Baudeau écrit un mémoire sur le « monopole des blés exercé dans tout le royaume depuis 1770 ». Il y démontre qu’aucun négociant ne peut lutter contre « les commissionnaires du roi trafiquant avec les deniers de son trésor » et vendant à perte, « à très grosse perte ». « Nommez-moi, dit-il, le marchand que vous voudrez, soit étranger, soit national, et je vous le ruine infailliblement le premier[1]. » Aussi le commerce libre, relevé par les réformes de 1763 et 1764, était-il de nouveau désorganisé ; et un ancien condisciple de Turgot, Mgr de Boisgelin, archevêque d’Aix, écrivait très justement à Terray, le 30 décembre 1772 : « Si les approvisionnements faits par le gouvernement sont nuisibles, il ne faut pas qu’ils deviennent nécessaires. Ils sont nuisibles parce qu’ils détruisent le commerce : ils deviennent nécessaires quand le commerce est détruit[2]. » Désastreux pour le pays, ce système était aussi fort onéreux pour le roi, dont les agents-spéculaient très maladroitement, mais avec d’énormes commissions. Ainsi se créa la légende qui, bien après le traité Malisset, persista à accuser le gouvernement d’avoir constitué une compagnie de monopoleurs officiels, coupable de vouloir centraliser entre ses mains et à son profit toutes les opérations sur les grains[3].
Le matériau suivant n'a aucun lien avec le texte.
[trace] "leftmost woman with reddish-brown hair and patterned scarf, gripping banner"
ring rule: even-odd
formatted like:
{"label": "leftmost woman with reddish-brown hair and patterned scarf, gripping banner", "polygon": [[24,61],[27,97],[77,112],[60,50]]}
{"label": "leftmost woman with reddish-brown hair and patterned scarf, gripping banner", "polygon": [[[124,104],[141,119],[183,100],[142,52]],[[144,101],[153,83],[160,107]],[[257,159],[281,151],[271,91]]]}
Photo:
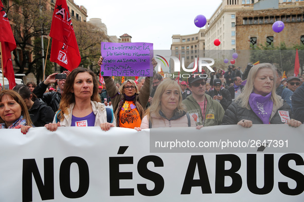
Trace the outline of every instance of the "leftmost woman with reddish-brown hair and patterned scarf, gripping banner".
{"label": "leftmost woman with reddish-brown hair and patterned scarf, gripping banner", "polygon": [[24,133],[32,122],[22,97],[12,90],[0,91],[0,128],[21,128]]}

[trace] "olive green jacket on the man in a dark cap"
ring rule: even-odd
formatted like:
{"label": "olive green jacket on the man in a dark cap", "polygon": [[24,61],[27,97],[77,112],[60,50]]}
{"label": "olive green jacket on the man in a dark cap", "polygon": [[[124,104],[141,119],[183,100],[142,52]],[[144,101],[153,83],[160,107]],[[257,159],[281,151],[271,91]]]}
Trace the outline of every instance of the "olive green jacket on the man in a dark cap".
{"label": "olive green jacket on the man in a dark cap", "polygon": [[[206,113],[204,117],[204,126],[217,126],[221,125],[224,116],[224,109],[217,100],[213,100],[209,95],[205,94],[207,99]],[[183,104],[187,107],[187,112],[194,118],[196,126],[203,125],[203,113],[200,105],[189,95],[183,100]]]}

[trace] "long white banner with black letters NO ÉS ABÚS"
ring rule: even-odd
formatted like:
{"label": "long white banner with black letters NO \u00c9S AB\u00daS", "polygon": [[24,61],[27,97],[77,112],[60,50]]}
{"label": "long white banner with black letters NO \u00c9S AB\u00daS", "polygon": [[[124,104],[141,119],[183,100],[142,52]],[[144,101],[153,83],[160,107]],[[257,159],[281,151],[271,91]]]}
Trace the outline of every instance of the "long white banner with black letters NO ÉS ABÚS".
{"label": "long white banner with black letters NO \u00c9S AB\u00daS", "polygon": [[[191,142],[207,147],[213,137],[214,142],[221,139],[221,146],[212,153],[158,153],[163,151],[157,150],[154,132],[171,136],[175,144],[168,143],[171,149],[178,142],[180,149],[186,148],[187,139],[189,147]],[[174,137],[181,132],[184,137]],[[60,127],[49,132],[40,127],[26,135],[19,129],[2,129],[0,201],[303,201],[304,152],[298,152],[303,151],[303,134],[303,126],[287,125],[139,132],[124,128],[104,132],[99,127]],[[242,145],[244,135],[261,144]],[[231,147],[240,143],[244,150],[224,153],[222,143],[229,141]]]}

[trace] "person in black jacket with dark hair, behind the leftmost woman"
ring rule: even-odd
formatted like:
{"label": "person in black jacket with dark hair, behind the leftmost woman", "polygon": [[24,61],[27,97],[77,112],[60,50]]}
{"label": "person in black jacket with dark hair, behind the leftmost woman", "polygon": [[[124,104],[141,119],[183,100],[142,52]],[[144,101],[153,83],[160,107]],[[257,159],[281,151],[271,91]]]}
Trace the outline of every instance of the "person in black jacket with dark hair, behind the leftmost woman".
{"label": "person in black jacket with dark hair, behind the leftmost woman", "polygon": [[53,121],[55,112],[51,107],[40,101],[26,85],[17,85],[13,90],[23,98],[35,127],[41,127]]}

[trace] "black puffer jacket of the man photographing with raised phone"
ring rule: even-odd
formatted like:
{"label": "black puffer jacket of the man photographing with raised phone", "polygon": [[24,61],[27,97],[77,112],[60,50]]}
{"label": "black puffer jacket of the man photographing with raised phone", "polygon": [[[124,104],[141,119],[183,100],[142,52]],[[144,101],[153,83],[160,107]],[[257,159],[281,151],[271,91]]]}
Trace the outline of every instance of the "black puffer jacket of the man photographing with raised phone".
{"label": "black puffer jacket of the man photographing with raised phone", "polygon": [[33,93],[37,97],[41,98],[47,106],[51,107],[53,112],[57,112],[61,101],[61,93],[55,91],[44,93],[46,89],[47,85],[42,82],[36,86],[36,88],[33,90]]}

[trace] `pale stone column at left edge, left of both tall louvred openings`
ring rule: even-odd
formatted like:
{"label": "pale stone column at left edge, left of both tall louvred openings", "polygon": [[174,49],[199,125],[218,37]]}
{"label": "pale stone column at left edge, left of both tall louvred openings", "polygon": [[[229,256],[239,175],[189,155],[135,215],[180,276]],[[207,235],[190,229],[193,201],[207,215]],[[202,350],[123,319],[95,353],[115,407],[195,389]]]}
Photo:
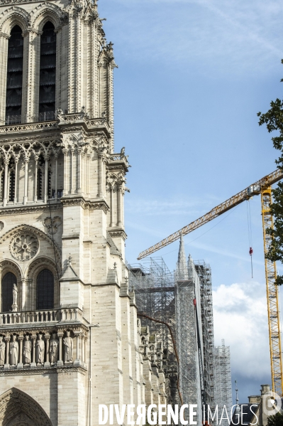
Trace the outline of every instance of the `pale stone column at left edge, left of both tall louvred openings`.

Dès la fin de 1769[4] et par conséquent avant la désastreuse récolte de 1770, avaient paru les Dialogues sur le commerce des blés, de l’abbé Galiani. L’Italien Galiani, qui était alors à Paris comme secrétaire d’ambassade pour le roi de Naples, s’était déjà fait remarquer par un fort bon traité sur la monnaie[5]. Ses Dialogues sont une œuvre
- ↑ Cité par Afanassiev, op. cit., p. 323.
- ↑ Cité par Afanassiev, op. cit., p. 331.
- ↑ Afanassiev, op. cit., pp. 338 et s.
- ↑ On place ordinairement en 1770 les Dialogues sur le commerce des grains. Il est probable que le livre fut postdaté, comme il est de coutume en librairie ; car c’est le 17 janvier 1770 que Turgot répond à l’abbé Morellet, qui lui avait écrit au sujet du volume (Afanassiev, op. cit., p. 236 en note).
- ↑ Della moneta libri cinque, 1750. — Voyez la thèse de M. Gaudemet, Galiani, Paris, Rousseau, 1889.